Sterling protesters

Emotions ran high in the days following the death of Alton Sterling, and law enforcement arrested many, including Blair Imani, during a protest on East Boulevard in downtown Baton Rouge on July 10, five days after Sterling's death in an altercation with Baton Rouge police. 

A woman who was arrested last Sunday in a confrontational clash with law enforcement during protests over the death of Alton Sterling is now a key organizer in a vigil planned Wednesday to honor the slain police officers. 

Blair Imani, 22, an LSU alumna and Muslim community activist, has been an outspoken critic of tactics used by Baton Rouge officers against protesters demonstrating in the wake of the death of Sterling, a 37-year-old man shot dead by police during a scuffle outside of the Triple S Food Mart. 

But Imani said she's against all brutality, including violence against police officers. And she said that this is not a situation where people have to choose sides. 

"All violence is wrong," she said. "Yes, I've always been against police brutality but violence is wrong and this is not the right way." 

The One Baton Rouge Vigil for Fallen Officers, co-organized by LSU Student Government, will be at 2 p.m. on Wednesday at LSU's Memorial Tower.

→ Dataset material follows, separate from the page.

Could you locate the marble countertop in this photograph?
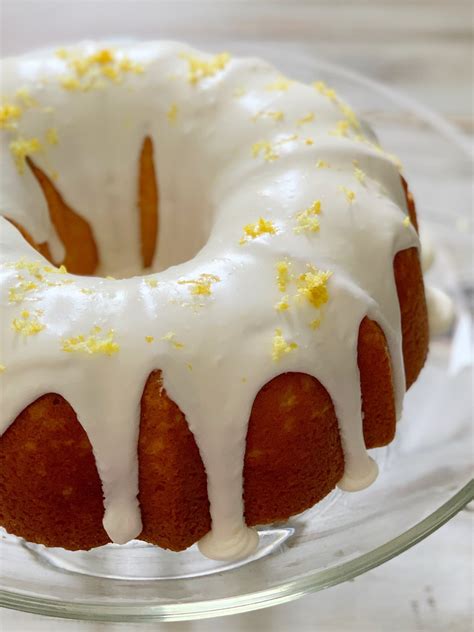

It's to honor the three law enforcement officers Brad Garafola, Montrell Jackson and Matthew Gerald, who were killed by a 29-year-old Kansas City man identified by law enforcement as Gavin Eugene Long. 

"Our community is in a seemingly perpetual state of mourning. Waking up to the headlines of yet another shooting less than a week after my arrest at a peaceful protest broke my heart," Imani wrote on a Facebook event page promoting the vigil. "The senseless violence must cease, we must come together as a community in purposeful and meaningful ways. The first step toward rebuilding our broken community is for us to come together in mourning for all lives extinguished by senseless and tragic acts of violence." 

Other vigils planned include an 8 p.m. event at Healing Place Church on Monday, and at least three Tuesday vigils at 6:30 p.m. at Acacia Church on Siegen Lane, 7 p.m. at Christ Community Church on Juban Road in Denham Springs and 7:30 p.m. at Grace Church in Central. 

Imani was arrested last Sunday in a peaceful protest, turned hostile showdown between protesters and law enforcement. Officers at the scene concerned about efforts to block roads and the interstate arrived in riot gear, using an Long Range Acoustic Device, sometimes called LRAD or sound bombs, and brandishing long guns and gas masks. 

More than 50 people were arrested that night, including Imani. 

Imani still stands by her previous comments to media that she was brutalized by police officers while being apprehended. But she said that doesn't mean she can't condemn violence on both sides. 

"Violence is a part of the culture of America," she said. "I'm tired of having two separate conversations about it."